Best model performance

After the plot you can see the parameters for which the best results were achieved. So let's see its performance, in that context in terms of other metrics.

In [ ]:
prd_trn: array = best_model.predict(trnX)
prd_tst: array = best_model.predict(tstX)
figure()
plot_evaluation_results(params, trnY, prd_trn, tstY, prd_tst, labels)
savefig(f'images/{file_tag}_lr_{params["name"]}_best_{params["metric"]}_eval.png')
show()
<Figure size 600x450 with 0 Axes>
No description has been provided for this image

From this information, it is clear that the model learn is not useful, since it has a zero recall and zero precision.

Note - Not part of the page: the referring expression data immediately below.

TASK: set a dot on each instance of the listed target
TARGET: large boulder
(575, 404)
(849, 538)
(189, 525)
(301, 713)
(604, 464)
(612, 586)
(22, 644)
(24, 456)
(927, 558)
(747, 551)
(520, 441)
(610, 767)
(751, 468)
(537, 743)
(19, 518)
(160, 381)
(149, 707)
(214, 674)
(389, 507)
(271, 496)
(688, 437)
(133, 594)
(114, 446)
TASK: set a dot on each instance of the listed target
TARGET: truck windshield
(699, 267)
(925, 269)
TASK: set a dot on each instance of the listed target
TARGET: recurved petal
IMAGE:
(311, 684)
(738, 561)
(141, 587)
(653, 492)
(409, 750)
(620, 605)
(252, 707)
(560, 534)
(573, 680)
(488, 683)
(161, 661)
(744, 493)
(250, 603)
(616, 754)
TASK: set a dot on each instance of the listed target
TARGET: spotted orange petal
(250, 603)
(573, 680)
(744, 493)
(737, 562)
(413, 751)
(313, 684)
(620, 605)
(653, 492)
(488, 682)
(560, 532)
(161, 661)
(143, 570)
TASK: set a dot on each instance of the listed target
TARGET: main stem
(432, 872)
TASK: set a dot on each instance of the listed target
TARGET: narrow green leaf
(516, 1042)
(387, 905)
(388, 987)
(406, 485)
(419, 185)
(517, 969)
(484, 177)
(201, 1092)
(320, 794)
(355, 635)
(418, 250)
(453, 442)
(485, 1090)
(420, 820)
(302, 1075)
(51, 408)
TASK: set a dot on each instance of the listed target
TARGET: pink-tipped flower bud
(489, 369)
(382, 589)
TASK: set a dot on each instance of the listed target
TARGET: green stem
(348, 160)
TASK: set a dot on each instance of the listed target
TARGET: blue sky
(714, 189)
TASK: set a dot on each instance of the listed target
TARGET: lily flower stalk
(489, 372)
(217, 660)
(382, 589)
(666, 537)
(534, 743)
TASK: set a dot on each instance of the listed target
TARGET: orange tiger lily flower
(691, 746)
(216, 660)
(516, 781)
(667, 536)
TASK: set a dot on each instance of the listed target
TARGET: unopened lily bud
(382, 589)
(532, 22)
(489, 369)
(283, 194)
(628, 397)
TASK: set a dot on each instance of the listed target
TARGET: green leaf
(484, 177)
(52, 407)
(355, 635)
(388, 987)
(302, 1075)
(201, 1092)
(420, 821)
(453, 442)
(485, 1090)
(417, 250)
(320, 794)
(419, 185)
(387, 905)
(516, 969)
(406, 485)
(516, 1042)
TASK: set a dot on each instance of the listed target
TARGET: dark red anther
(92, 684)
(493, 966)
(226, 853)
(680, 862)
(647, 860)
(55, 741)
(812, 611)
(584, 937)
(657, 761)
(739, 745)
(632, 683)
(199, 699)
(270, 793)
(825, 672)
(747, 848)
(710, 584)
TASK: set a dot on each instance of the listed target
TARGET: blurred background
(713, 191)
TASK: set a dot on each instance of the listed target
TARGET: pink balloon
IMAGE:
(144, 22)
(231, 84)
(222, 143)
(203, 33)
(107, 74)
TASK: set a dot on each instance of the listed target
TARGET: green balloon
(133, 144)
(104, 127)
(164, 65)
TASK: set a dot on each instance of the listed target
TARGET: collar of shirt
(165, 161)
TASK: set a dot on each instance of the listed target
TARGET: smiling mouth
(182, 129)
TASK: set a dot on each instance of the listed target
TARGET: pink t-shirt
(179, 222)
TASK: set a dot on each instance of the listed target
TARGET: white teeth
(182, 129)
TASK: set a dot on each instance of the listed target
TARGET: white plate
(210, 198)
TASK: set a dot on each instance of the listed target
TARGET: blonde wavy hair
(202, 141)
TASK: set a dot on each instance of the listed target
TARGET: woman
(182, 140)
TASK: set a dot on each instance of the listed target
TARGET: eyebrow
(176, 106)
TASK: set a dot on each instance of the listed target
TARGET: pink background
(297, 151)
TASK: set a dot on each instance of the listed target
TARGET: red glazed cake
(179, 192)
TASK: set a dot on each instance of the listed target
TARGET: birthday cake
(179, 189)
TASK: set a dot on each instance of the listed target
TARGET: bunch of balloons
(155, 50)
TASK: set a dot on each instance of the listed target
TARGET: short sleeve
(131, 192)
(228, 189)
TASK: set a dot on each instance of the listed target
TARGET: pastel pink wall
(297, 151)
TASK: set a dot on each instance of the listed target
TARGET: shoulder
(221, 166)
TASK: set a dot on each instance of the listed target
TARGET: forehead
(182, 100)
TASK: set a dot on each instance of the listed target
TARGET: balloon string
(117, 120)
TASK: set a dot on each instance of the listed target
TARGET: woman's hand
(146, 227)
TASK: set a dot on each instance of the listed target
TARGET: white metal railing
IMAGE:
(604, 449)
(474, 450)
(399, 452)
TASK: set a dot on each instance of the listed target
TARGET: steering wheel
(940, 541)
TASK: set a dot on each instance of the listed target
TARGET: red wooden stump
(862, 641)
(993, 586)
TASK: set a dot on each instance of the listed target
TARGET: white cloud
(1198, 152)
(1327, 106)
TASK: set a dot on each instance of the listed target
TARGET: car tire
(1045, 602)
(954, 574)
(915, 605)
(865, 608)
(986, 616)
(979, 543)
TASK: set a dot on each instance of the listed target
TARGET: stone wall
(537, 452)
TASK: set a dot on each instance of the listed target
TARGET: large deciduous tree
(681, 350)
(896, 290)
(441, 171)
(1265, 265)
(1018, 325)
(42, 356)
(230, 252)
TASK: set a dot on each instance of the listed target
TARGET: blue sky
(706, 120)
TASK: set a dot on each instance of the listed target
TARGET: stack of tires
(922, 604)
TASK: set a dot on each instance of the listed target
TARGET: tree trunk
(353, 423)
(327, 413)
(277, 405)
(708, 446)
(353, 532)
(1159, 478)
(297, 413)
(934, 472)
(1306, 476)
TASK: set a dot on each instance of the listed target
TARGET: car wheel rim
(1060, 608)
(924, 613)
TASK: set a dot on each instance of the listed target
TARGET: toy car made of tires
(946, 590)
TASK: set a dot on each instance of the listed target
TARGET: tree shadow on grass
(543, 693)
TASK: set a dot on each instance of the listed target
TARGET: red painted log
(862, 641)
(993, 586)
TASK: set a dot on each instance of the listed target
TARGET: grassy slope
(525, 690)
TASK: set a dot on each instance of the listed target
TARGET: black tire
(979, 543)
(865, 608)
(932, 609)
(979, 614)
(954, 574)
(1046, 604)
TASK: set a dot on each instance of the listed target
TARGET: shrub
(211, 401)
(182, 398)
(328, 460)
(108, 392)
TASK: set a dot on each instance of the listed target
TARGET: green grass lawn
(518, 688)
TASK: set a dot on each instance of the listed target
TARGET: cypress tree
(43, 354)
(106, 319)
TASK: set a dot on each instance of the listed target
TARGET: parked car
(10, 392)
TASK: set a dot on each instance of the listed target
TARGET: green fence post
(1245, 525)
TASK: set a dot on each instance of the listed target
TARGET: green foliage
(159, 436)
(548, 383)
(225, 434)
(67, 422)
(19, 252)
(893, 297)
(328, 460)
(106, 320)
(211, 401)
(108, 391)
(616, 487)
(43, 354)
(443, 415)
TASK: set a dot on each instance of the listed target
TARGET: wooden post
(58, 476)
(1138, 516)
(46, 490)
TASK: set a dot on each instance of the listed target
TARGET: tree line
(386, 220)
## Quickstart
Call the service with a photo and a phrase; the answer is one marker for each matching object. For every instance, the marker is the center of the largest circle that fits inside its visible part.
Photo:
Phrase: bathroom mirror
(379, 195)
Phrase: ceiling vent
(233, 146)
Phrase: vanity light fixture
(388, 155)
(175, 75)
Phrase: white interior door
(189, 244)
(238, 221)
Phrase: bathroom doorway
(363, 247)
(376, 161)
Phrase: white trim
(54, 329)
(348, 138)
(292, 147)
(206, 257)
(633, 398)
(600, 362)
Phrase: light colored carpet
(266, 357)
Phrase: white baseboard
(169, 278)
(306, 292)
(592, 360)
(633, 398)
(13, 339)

Indeed, it simply says that everything is negative, meaning it doesn't serve its purpose.

This means that accuracy is clearly not the right measure to optimize in this situation.

Overfitting study

For Logistic Regression the simplest parameter to create specializations is the number of iterations allowed: again the larger the number of iterations, the higher the complexity of the model.

In [ ]:
type: str = params["params"][0]
nr_iterations: list[int] = [i for i in range(100, 1001, 100)]

y_tst_values: list[float] = []
y_trn_values: list[float] = []
acc_metric = "accuracy"

warm_start = False
for n in nr_iterations:
    clf = LogisticRegression(
        warm_start=warm_start,
        penalty=type,
        max_iter=n,
        solver="liblinear",
        verbose=False,
    )
    clf.fit(trnX, trnY)
    prd_tst_Y: array = clf.predict(tstX)
    prd_trn_Y: array = clf.predict(trnX)
    y_tst_values.append(CLASS_EVAL_METRICS[acc_metric](tstY, prd_tst_Y))
    y_trn_values.append(CLASS_EVAL_METRICS[acc_metric](trnY, prd_trn_Y))
    warm_start = True

figure()
plot_multiline_chart(
    nr_iterations,
    {"Train": y_trn_values, "Test": y_tst_values},
    title=f"LR overfitting study for penalty={type}",
    xlabel="nr_iterations",
    ylabel=str(eval_metric),
    percentage=True,
)
savefig(f"images/{file_tag}_lr_{eval_metric}_overfitting.png")
No description has been provided for this image

In terms of overfitting, there is none, since we don't testify any change along the number of iterations, neither in the train nor in the test dataset.